Motherhood is elusive!

I wrote the following on my last birthday.
A monumental day!
The day my latest baby was conceived.

I just read my thoughts again,
And recognised the pain in my heart.
The acceptance, the wanting and the hope that lay in my words.


Motherhood is elusive, it is something that I have wanted from childhood and today as I celebrate my birthday it is something that still eludes me.  Or is it?  Is mothering something that requires you to have borne your own child, to nurture your own flesh and blood, to love only those who resemble you in looks, spirit or personlaity?  Or is it something more? 

Mothering began for me as a small child.  It was expressed in the caring of dolls and the play with our cats.  My sister and I would bathe our dolls, we would change their nappies, we would dress them and we would talk to them mimicking the mothering behaviours of our own mother expressed to our younger siblings.   Our cats did not escape the intrinsic mothering instinct.  They shared the dolls wardrobe as we dressed them in their clothing and pushed the cats in the dolls prams.  Surprisingly, we never felt the scratch of complaint from our cats; they appeared to enjoy it as much as we did. It was expressed in the rescuing of mice from the cats and care that was taken to ensure they felt safe once again. 

My early adult years were spattered with periods of loneliness as I waited to meet someone that I wanted to share my life with and with whom to start a family.  Marriage and mothering, in my mind, were never mutually exclusive.  Marriage would be shortly followed my motherhood.  As the years crept by and that prayer remained unanswered I gave up on the idea of mothering my own children and found solace and comfort in mothering the children of my siblings.  I found joy in that role and cultivated the status of favourite aunty.  My weekends were often filled with the company of little people that I could mother.  A little different than mothering dolls and cats and oh so much more rewarding. 

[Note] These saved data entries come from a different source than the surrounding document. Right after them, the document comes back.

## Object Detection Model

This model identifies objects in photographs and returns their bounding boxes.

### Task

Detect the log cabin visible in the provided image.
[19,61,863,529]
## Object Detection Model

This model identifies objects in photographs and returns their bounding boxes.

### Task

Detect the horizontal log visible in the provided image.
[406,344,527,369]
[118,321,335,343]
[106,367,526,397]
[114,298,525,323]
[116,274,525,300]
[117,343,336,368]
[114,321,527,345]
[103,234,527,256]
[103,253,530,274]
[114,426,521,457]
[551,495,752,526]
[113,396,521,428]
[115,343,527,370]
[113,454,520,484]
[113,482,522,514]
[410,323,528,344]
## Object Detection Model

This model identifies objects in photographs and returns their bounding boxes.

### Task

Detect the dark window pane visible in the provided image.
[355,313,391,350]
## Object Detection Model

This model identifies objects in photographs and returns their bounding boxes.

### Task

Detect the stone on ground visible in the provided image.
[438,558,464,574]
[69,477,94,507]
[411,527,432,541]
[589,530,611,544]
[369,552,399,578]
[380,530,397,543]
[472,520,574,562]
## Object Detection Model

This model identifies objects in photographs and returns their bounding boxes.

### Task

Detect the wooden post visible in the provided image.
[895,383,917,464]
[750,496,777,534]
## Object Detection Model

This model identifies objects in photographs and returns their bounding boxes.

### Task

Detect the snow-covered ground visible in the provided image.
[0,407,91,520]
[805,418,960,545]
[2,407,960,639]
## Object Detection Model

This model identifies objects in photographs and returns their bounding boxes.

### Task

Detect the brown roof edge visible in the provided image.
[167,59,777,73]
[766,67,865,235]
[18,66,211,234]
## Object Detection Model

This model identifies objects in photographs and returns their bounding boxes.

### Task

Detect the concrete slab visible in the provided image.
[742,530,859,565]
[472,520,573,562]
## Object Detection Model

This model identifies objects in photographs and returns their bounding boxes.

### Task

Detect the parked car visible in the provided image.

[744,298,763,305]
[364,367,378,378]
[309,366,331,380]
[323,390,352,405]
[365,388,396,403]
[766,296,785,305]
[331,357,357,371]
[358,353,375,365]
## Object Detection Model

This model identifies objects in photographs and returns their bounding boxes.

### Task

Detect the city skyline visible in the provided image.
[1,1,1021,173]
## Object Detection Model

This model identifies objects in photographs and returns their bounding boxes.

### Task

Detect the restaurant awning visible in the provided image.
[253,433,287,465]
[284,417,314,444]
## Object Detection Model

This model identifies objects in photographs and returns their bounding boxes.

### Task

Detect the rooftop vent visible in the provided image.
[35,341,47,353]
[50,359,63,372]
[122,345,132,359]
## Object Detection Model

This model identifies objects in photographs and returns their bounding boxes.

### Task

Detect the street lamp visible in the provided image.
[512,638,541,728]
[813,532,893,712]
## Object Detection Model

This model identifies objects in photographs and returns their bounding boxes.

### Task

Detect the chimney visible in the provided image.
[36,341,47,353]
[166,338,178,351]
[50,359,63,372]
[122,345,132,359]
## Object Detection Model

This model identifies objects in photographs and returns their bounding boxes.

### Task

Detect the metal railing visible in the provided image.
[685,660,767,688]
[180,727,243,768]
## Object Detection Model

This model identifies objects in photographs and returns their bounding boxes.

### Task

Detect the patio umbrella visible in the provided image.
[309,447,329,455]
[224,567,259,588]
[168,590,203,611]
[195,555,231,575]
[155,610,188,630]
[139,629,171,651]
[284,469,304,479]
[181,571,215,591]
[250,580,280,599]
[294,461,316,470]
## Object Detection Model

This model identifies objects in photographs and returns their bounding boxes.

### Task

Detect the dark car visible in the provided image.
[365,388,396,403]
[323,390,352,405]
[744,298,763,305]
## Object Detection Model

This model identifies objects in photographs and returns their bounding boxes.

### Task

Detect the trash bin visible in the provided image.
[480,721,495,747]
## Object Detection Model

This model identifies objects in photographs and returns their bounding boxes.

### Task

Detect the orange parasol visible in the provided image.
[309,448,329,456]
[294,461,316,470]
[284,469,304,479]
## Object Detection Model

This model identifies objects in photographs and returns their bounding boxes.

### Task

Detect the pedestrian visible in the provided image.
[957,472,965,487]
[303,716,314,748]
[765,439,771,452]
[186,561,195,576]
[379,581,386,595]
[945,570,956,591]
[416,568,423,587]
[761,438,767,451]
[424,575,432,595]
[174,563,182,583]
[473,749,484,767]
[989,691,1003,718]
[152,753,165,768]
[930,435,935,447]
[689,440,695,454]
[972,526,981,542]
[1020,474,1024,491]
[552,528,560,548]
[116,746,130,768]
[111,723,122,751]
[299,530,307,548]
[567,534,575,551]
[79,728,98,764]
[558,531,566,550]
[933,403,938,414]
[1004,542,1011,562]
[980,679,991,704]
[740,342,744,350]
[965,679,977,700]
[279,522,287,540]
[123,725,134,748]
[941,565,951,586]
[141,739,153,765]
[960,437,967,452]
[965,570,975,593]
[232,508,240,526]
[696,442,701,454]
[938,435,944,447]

I met my beautiful and oh so very handsome husband, Ronnie, when I was 34.  How lucky I am that his mother took her mothering responsibilities seriously: she saw possibilities and arranged for us to meet and the rest, as they say, is history!  We married after a short courtship and decided to commence the journey into parenthood immediately.  We talked of traditions we would like introduce to our children, we talked of the joys of mothering and fathering.  We dreamt, we hoped and we prayed but those children did not come.  Mothering my own children was a yearning that remains unsatisfied. 

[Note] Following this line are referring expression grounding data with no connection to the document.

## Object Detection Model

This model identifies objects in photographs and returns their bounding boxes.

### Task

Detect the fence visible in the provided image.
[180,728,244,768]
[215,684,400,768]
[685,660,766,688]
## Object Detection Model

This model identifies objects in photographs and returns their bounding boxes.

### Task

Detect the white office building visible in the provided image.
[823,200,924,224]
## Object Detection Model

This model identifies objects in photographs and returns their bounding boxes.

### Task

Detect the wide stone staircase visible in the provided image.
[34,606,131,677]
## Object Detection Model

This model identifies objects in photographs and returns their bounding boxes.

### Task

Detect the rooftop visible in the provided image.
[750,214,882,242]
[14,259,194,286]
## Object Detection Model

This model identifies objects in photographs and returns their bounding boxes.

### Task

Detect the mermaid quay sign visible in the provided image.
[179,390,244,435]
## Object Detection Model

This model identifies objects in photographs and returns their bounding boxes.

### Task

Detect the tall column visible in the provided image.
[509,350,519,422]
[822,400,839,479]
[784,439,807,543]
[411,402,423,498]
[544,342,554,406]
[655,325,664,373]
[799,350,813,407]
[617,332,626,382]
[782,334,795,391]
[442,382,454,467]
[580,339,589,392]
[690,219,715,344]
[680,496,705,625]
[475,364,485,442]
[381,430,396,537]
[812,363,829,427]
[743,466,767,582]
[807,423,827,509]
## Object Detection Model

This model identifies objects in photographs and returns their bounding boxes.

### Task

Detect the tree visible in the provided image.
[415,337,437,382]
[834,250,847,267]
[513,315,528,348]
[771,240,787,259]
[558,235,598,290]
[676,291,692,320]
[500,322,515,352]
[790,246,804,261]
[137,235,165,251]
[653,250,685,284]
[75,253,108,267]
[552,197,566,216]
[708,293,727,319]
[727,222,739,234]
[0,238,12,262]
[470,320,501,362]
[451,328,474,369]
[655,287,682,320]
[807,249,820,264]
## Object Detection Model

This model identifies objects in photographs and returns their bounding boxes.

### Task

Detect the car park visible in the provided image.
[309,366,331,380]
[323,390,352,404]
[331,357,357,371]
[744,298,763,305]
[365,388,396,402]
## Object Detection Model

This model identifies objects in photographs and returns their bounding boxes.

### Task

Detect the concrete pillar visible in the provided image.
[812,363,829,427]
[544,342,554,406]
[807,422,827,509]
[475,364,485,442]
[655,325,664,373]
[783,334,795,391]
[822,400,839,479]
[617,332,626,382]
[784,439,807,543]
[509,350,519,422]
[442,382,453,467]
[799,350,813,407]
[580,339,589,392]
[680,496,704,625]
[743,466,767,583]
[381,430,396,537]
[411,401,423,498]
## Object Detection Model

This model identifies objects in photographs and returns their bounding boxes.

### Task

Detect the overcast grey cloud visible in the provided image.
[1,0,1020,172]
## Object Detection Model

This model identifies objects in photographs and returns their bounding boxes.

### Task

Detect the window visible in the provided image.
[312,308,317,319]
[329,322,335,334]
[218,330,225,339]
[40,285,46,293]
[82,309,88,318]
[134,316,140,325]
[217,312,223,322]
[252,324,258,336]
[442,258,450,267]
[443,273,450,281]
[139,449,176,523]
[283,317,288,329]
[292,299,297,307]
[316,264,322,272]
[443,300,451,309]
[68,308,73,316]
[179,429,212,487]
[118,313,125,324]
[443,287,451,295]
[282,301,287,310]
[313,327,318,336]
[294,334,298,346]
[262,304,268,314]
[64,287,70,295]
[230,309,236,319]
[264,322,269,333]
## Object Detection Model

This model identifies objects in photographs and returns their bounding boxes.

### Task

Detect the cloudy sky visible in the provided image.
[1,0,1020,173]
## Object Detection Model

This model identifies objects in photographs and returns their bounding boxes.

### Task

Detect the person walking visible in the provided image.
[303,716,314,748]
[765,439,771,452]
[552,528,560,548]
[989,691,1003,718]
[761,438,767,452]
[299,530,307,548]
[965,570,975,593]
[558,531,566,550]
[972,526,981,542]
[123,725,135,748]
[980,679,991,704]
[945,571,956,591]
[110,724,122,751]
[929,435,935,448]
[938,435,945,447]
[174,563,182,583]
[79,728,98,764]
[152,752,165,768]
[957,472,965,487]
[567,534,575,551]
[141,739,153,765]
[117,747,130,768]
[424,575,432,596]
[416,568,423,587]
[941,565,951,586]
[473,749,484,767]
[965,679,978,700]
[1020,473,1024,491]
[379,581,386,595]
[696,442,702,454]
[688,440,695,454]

There were some miracles; lives were created, but were short lived.  My heart soared with joy, with hope with delight only to come crashing to depths my soul has not known before.  With each successive loss my heart broke a little more, I changed, I hurt and I softened.  I feel my children, I am waiting for the time when they can become a part of my life, when I can love them, nurture them, treasure them.  I wait for the time when I can continue mothering.